An experiment which strategically replaced crisps and chocolate in shops has led to plummeting sales of unhealthy snacks.
The trial, which took place in Iceland supermarkets, removed fatty foods from checkouts and the ends of aisles, and placed fruit and vegetables at store entrances.
University of Southampton found the shops sold around 10,000 extra fruit and vegetables compared to 1500 fewer sugary snacks per week.
Public health expert Janis Baird said it vindicated the government’s obesity strategy, which bans “prominent placement of unhealthy foods”.
However, she added that ministers should go further by installing the “produce section near supermarket entrances”, which is not part of the proposals.

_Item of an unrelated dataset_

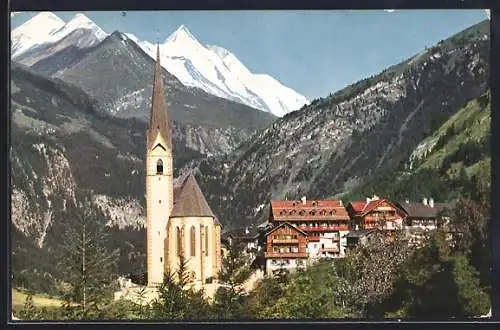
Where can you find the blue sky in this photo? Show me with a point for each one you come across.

“We know that childhood obesity is a growing issue and the retail industry has its part to play in tackling this,” Iceland format development head Matt Downes said.
“We hope that the outcomes of the study provide insights for the wider retail industry and policymakers about the impact of store merchandising on purchasing decisions.”
Government restrictions on displaying fatty foods are due to begin in October 2022, having been pushed back by six months after a backlash from retailers.
In July, Association of Convenience Stores head James Lowman accused ministers of throwing a “significant burden” on smaller shops which “cannot achieve significant public health gains”.
“There’s a growing sense that the government are throwing every idea and policy intervention at the problem without a clear idea of what will be effective,” he claimed.